The Federal Circuit court has been, essentially, ignoring the supreme court, and has had just about every decision its made on patents in the last 2 years overturned upon appeal to the supreme. I talked to the EFF and they couldn't explain why the circuit was so fucked up. No one's really sure, but they clearly don't listen to the supreme court.
It's much harder for the law (I would say impossible) to actually judge stuff that is obvious. For example wavelet patents in certain video codecs are absurd - improving fourier transforms in a very very obvious way - but it won't be obvious to a judge or a jury and certainly isn't covered by this supreme court decision.
The more specialised people become in certain fields the more 'obvious' discoveries become. The law has no means to understand what rights it's protecting, and for how long they should be protected, which means it will never police the patent's system effectively, no matter what this judgement says.
Given how fast software patents and technology change and that the law can't judge them effectively I would suggest that instead of all this mess can we not just have software patents that last a maximum of 5 years.
Land mines for example.
The abuse has been evil.
Despite inane anonymous commenting syndrome, you are a person, you are not evil, you are just a person.
This opinion gives me hope that reform is possible & that the U.S. government still works with reason.
Now the question is are patents still relevant in today's world of internet, rapidly accelerating innovation, and evidence that free/open source research reduces costs?
"Accelerating innovation" is something which, if it exists, touches only a few areas of engineering.

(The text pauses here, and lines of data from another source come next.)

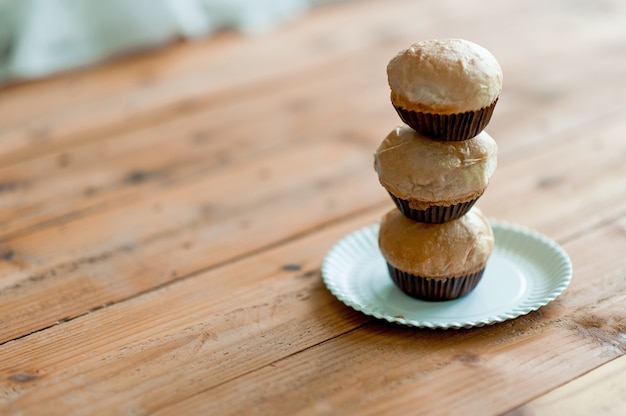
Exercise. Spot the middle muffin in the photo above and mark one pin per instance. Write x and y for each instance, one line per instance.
(434, 181)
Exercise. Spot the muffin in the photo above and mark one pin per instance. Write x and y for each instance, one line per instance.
(446, 89)
(434, 181)
(436, 262)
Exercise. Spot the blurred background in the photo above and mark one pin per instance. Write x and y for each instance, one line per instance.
(43, 37)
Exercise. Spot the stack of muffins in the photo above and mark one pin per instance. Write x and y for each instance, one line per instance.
(437, 165)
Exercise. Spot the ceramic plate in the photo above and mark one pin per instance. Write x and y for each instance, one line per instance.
(525, 271)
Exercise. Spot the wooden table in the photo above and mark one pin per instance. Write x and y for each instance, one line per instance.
(163, 219)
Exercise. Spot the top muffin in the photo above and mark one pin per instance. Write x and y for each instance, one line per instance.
(444, 76)
(445, 89)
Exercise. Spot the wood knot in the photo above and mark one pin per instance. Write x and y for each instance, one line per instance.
(23, 377)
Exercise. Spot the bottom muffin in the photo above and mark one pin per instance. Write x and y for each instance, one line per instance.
(436, 262)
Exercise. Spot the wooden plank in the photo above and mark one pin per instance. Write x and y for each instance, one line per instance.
(225, 339)
(66, 270)
(140, 245)
(600, 392)
(567, 188)
(214, 310)
(534, 104)
(61, 183)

In most areas of engineering, innovation has gotten more expensive, not less. Very few things are amenable to a distributed group of hackers working on it. Jet engines are still best designed by a roomful of PhD's. And those cost lots of money.

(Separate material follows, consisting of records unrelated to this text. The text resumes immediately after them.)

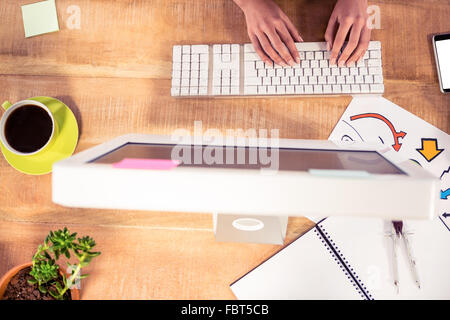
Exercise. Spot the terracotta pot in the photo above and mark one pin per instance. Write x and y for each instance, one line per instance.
(4, 281)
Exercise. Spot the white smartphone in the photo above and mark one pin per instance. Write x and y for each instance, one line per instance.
(441, 45)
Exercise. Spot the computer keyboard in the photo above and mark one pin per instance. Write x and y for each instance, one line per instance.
(236, 70)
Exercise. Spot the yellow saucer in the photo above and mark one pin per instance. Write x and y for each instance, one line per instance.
(63, 147)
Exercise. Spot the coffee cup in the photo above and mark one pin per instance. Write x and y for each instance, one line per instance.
(27, 127)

We can argue about how necessary patents ever were, but I don't think they're any less necessary today.
The question, in my opinion, isn't whether patents are still relevant. Its whether we can draw lines better to leave out less useful ones while keeping that exception from swallowing the patent system. E.g. if a power control module for an LTE radio is patentable if implemented in an ASIC, should it become unpatentable when you implement it in a DSP? If not: how do you allow those patents while invalidating Amazon's One Click shopping patent? To a certain extent, its tempting to just say: "its too hard to draw the lines, its not worth the trouble." That's easy to say if you're not Qualcomm and don't have a dozen companies who'd love to use your work for free.
It's worth drawing a line between "a particular solution to the problem of power control on LTE radios" and "any method of doing power control on LTE radios". Far too many software patents seem to cover any solution to the same problem, not just a particular implementation.
(Note that the software in the DSP also gets the benefits of copyright protection)
Possibly the wrong example for your argument :) Jet engines can now be designed by a team at SpaceX rather than at NASA, and the team can 3D-print them. That seems like reduced-cost innovation compared to decades past.
http://www.fool.com/investing/general/2014/06/02/elon-musk-m...
(PS - I definitely don't disagree with your general point, but it might be becoming harder to know which areas need patents and which don't.)
I really strongly disagree with this. Supreme Court decisions are usually quite readable and will give a you a nuanced overview of the legal background and justifications for the ruling. They're usually very accessible and not nearly as crammed with legal jargon as you might guess. I try to read as many important decisions as I can and I have no legal training at all. I only occasionally have to look up a term. I would say they're easier, on average, for me to read than a CS paper. And after reading a few Scotus papers, you'll have a much deeper understanding of how our legal system works, and of course a great deal more about the individual decisions. You'll even read news articles about a decision and say, "That's not what the decision was about at all!"
Supreme Court rulings are, of course, quite long, and there's nothing wrong with a summary article like this one. But my point is that you shouldn't fear the legalese.
More accurately, this press release puts the spin of an interest group popular on HN on the decision; it is not a neutral explanation of the decision.
From looking at examples, "abstract" seems to mean trivial. By trivial, I don't mean obvious or silly, I mean small; i.e. an idea that can be reduced to one or two sentences, like "e-commerce shopping cart."
Otherwise it's pretty hard to distinguish ideas about software from ideas about hardware and explain why one is more patentable than the other.
Maybe what is meant by "abstract idea" is really "an idea in the abstract," i.e. an idea that is not used to make a machine can't be patented; it's the employment of the idea that is patentable.
If you invent a new piece of hardware, it's concrete. The ideas embodied are abstract. If you came up with hardware that works differently in a concrete way (e.g. you figured out how to use carbon in place of silicon, opening the door to entirely new categories of manufacturing) then it would be potentially patentable. Your methods would be concrete methods involving substances which are not abstract.
HTH
What's not patentable is "old idea, now on a computer for the first time" -- covering any implementation of "old idea" that nobody thought to put on a computer before, "but on a computer." That's clearly abstract. It's not an implementation. There are no implementation-specific details to put in the patent as claims (they would have to stand up to the obviousness test either individually or as a group). With nothing new except "on a computer" or "on a mobile device" it's not novel or specific and therefore not patentable.
I'm actually not going to argue the point "now if you HAD a specific implementation" because I'm not sure I actually believe in patents (or more specifically software patents) at all, but I do believe that even without a patent: if you have some source code that your competition doesn't, and you made it... and they acquire it somehow without getting a license, there are already copyright laws that protect you (so long as you can establish your own original ownership of that work) if they should decide to rip it off wholesale.
In addition, approving a patent takes almost no work while not approving one takes significantly longer and can have more bouts of back and forth.
The USPTO right now operates on a very loose definition of 'patentability' simply because it is more convenient to do so and the course will sort it out eventually anyways.. and there's absolutely no downside for them other than their own conscious.